Dos recientes apariciones públicas del expresidente Leonel Fernández, aparentemente forzadas por las circunstancias, me obligan a pensar en la posibilidad de cambiar una opinión que sobre él tenía, en una próxima edición de “El rugido del león”. En esa obra, muy crítica de sus administraciones, valoro sin embargo como uno de sus atributos personales el control que se le atribuía sobre sí mismo, lo que le permitía en la brega cotidiana marchar delante de sus adversarios. Fuera de la presidencia, ese control parece haber quedado atrás.

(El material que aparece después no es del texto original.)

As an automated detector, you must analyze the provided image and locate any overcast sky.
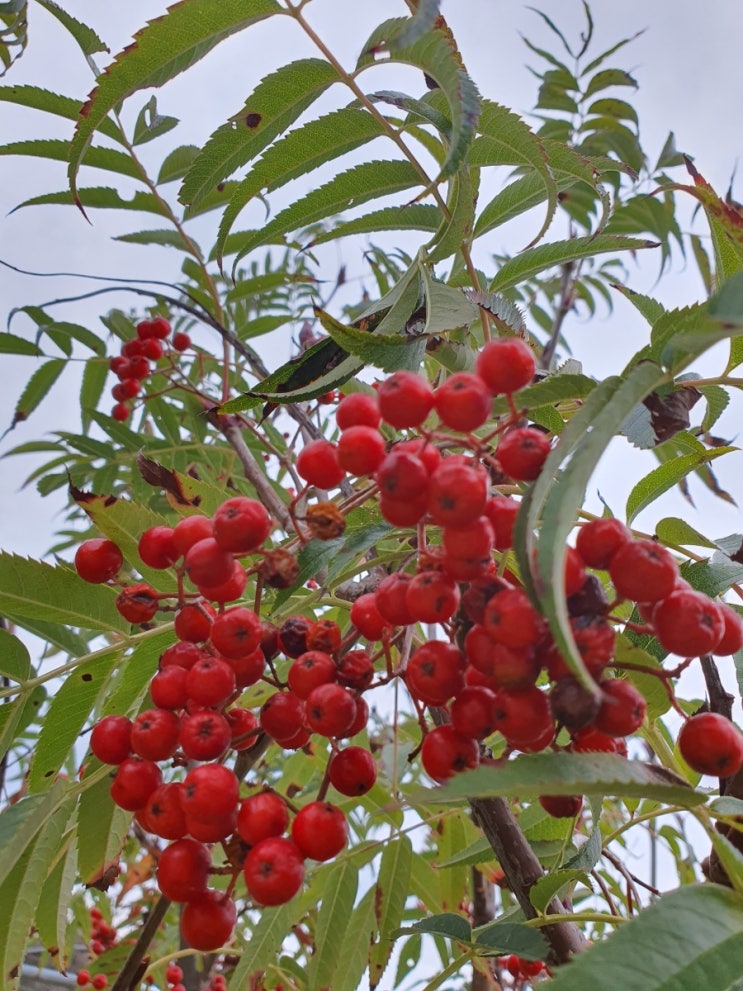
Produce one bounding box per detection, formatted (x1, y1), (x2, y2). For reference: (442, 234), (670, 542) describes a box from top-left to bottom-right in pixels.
(1, 0), (742, 561)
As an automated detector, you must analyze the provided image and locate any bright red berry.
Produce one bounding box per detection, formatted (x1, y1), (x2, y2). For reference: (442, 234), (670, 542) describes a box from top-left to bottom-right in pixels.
(180, 891), (236, 951)
(90, 715), (132, 765)
(336, 392), (381, 430)
(497, 427), (551, 481)
(420, 725), (479, 782)
(434, 372), (491, 432)
(138, 526), (180, 569)
(75, 539), (123, 584)
(292, 801), (348, 861)
(336, 425), (387, 476)
(213, 496), (272, 554)
(328, 746), (377, 796)
(476, 337), (536, 395)
(575, 517), (632, 570)
(296, 439), (346, 489)
(377, 371), (434, 429)
(652, 588), (725, 656)
(609, 539), (679, 603)
(243, 837), (305, 905)
(172, 332), (191, 351)
(678, 712), (743, 777)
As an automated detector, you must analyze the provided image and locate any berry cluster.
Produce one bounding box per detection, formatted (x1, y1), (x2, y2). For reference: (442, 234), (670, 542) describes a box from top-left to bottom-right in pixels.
(74, 333), (743, 954)
(107, 316), (191, 422)
(163, 962), (226, 991)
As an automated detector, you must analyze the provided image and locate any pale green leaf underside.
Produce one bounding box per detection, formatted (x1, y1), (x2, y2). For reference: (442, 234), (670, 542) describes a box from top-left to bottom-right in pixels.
(216, 106), (386, 266)
(547, 885), (743, 991)
(626, 447), (736, 523)
(179, 57), (338, 211)
(231, 159), (421, 266)
(0, 553), (128, 633)
(415, 753), (703, 807)
(69, 0), (282, 202)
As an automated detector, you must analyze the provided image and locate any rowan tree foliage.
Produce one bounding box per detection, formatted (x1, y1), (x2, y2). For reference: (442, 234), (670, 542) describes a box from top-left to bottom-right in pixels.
(2, 3), (743, 991)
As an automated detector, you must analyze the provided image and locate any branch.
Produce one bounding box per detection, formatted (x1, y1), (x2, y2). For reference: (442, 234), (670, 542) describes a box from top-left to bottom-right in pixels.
(111, 894), (171, 991)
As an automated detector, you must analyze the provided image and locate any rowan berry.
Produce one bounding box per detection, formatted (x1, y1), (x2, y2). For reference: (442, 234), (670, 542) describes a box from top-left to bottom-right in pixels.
(130, 708), (180, 762)
(475, 337), (536, 395)
(497, 426), (551, 481)
(90, 715), (132, 765)
(405, 641), (466, 707)
(237, 792), (289, 846)
(116, 584), (159, 624)
(576, 517), (632, 569)
(336, 425), (386, 476)
(296, 438), (346, 489)
(174, 601), (215, 643)
(594, 679), (647, 737)
(678, 712), (743, 777)
(652, 588), (725, 656)
(180, 891), (236, 951)
(609, 539), (678, 603)
(377, 371), (434, 428)
(243, 837), (305, 906)
(210, 606), (262, 658)
(420, 725), (479, 782)
(538, 794), (584, 819)
(292, 801), (348, 861)
(336, 392), (381, 430)
(172, 332), (191, 351)
(434, 372), (491, 432)
(213, 496), (272, 554)
(328, 746), (377, 796)
(138, 526), (179, 569)
(185, 537), (234, 588)
(75, 539), (123, 584)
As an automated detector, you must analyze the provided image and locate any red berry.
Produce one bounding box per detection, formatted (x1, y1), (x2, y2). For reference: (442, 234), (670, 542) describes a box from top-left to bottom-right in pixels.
(75, 539), (123, 584)
(292, 801), (348, 861)
(174, 601), (215, 643)
(288, 651), (337, 700)
(148, 665), (189, 711)
(159, 640), (203, 670)
(210, 606), (262, 658)
(226, 706), (260, 750)
(243, 837), (305, 905)
(420, 725), (479, 782)
(336, 649), (374, 690)
(213, 496), (272, 554)
(76, 971), (91, 987)
(260, 691), (306, 743)
(405, 571), (461, 625)
(142, 782), (187, 840)
(483, 588), (544, 648)
(376, 450), (429, 502)
(122, 338), (144, 357)
(180, 891), (236, 951)
(609, 539), (679, 603)
(90, 715), (132, 765)
(172, 332), (191, 351)
(186, 657), (236, 707)
(336, 425), (387, 476)
(377, 371), (434, 429)
(179, 711), (232, 761)
(576, 517), (632, 570)
(379, 492), (429, 527)
(714, 604), (743, 656)
(652, 588), (725, 656)
(116, 584), (159, 624)
(405, 641), (466, 707)
(166, 965), (184, 985)
(678, 712), (743, 777)
(450, 686), (499, 740)
(328, 746), (377, 796)
(442, 516), (495, 560)
(491, 685), (554, 751)
(336, 392), (381, 430)
(141, 338), (164, 361)
(593, 679), (647, 737)
(224, 646), (266, 689)
(110, 757), (162, 811)
(237, 791), (289, 846)
(539, 794), (583, 819)
(350, 592), (391, 641)
(428, 458), (488, 527)
(197, 559), (248, 603)
(172, 515), (213, 555)
(157, 837), (211, 901)
(182, 764), (239, 823)
(476, 337), (536, 395)
(497, 427), (551, 481)
(136, 319), (157, 340)
(305, 683), (357, 737)
(434, 372), (491, 432)
(185, 537), (235, 588)
(138, 526), (179, 569)
(91, 977), (108, 990)
(130, 708), (180, 762)
(296, 439), (346, 489)
(374, 573), (415, 626)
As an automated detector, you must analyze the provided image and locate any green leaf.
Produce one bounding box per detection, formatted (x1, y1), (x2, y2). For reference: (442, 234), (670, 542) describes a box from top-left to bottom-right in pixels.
(76, 770), (132, 887)
(11, 358), (65, 428)
(14, 186), (166, 216)
(307, 860), (359, 991)
(470, 101), (556, 244)
(306, 203), (441, 248)
(626, 447), (735, 523)
(421, 276), (479, 336)
(426, 165), (475, 263)
(35, 840), (77, 959)
(473, 921), (549, 959)
(0, 628), (32, 682)
(115, 228), (198, 252)
(655, 517), (717, 549)
(399, 913), (472, 942)
(0, 686), (46, 764)
(529, 870), (592, 916)
(0, 795), (75, 986)
(0, 84), (122, 142)
(682, 555), (743, 598)
(132, 95), (178, 145)
(385, 0), (441, 49)
(0, 332), (42, 356)
(370, 836), (413, 987)
(157, 143), (200, 184)
(519, 362), (668, 690)
(584, 68), (638, 98)
(80, 358), (109, 432)
(0, 781), (67, 888)
(547, 884), (743, 991)
(69, 0), (281, 205)
(228, 902), (298, 989)
(414, 753), (703, 807)
(27, 646), (122, 793)
(0, 553), (128, 633)
(610, 282), (666, 325)
(216, 106), (385, 266)
(490, 235), (658, 293)
(231, 159), (421, 266)
(333, 888), (377, 991)
(0, 139), (140, 178)
(34, 0), (107, 58)
(180, 57), (338, 211)
(357, 18), (481, 181)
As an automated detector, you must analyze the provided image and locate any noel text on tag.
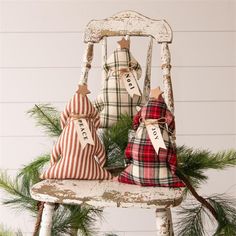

Algunos de sus artículos a página completa en el Listín Diario dieron evidencias de un rasgo de su personalidad que él pudo resguardar en la cima del poder, pero que su vuelta a la realidad con la entrega del mando a un sucesor, dejó al descubierto: su aparente falta de dominio de las emociones en los momentos difíciles. Me refiero a aquella trágica expresión suya sobre la magia y esencia del liderazgo, que resumió en la capacidad de otorgar canonjías y favores desde la cúspide; y aquella otra todavía más sorprendente, proviniendo de un hombre de su talento, al narrar la impresión que le causara un toque de bocina cuando regresaba a su casa tras entregar la presidencia; su comparación con Moisés, Buda y Jesús, que dieron la sensación de creerse dotado de una superioridad negada a sus contemporáneos.
Pero lo que más me ha sorprendido de su conducta como líder del partido, fue su rebeldía contra una decisión del organismo que presidía cuando vio que ya no podía ser de nuevo el candidato. El rostro de piedra que enseñó a la nación, como si acusara una gran pérdida íntima o familiar, en aquella famosa reunión en Juan Dolio, y que mostró de nuevo el domingo mientras levantaba la mano del vencedor, en un epílogo propio de toda lucha democrática dentro de un partido que se precie de sustentarla. Al final, por mucho que ruja o haya rugido, queda claro que el león sólo es rey en la selva.